Red Riding star Andrew Garfield has won the coveted role of the young Spider-Man in Sony’s reboot of the billion-dollar franchise.  Marc Webb (500 Days of Summer) is directing the new Spidey movie that takes Peter Parker back to school.  James Vanderbilt wrote the screenplay for the film, which will be shot in 3-D and is expected to begin production in December for a July 3, 2012 debut.

Garfield played a cocky young reporter in Nineteen Seventy-Four, the first of three feature-length TV movies about police corruption, the Yorkshire Ripper and other serial killers that aired in Britain in 2009 and were based on David Peace’s Red Riding Quartet.  According to The Hollywood Reporter, Sony President Amy Pascal and other key studio execs were “floored” by Garfield’s screen test and his work in David Fincher’s new film, The Social Network.
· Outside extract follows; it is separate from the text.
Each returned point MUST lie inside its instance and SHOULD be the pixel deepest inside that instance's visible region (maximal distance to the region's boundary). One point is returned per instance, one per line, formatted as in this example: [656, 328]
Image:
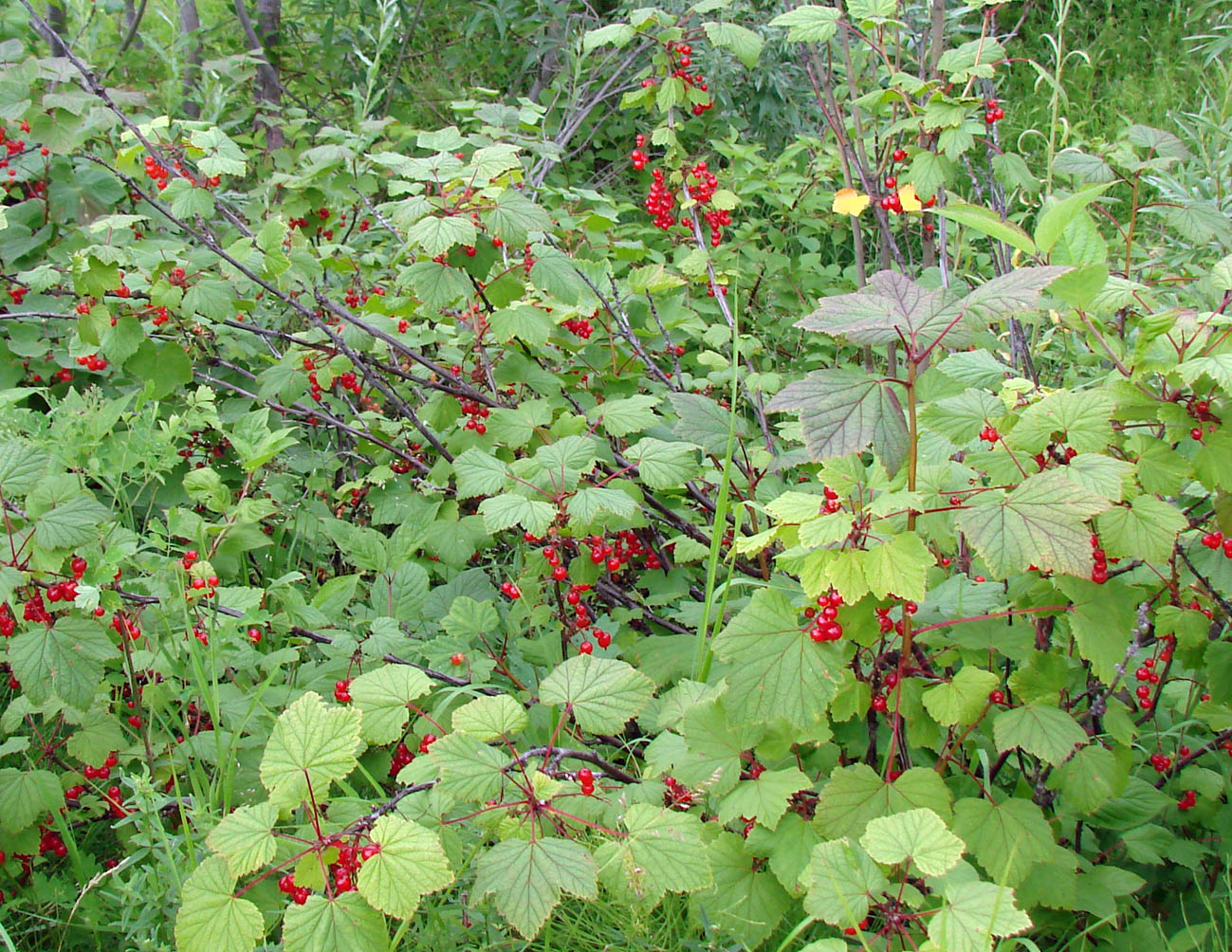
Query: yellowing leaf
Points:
[849, 201]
The naming of Garfield ends one of contemporary Hollywood’s major casting contests, which involved nearly every talented young thespian in the business.  The youthful looking 27 year-old L.A. born Garfield, who was raised mostly in the U.K., was chosen from a field that included Jamie Bell, Alden Ehrenreich, Frank Dilane, Logan Lerman, and Josh Hutcherson to name just of few of the actors who were linked to the primo Spidey gig.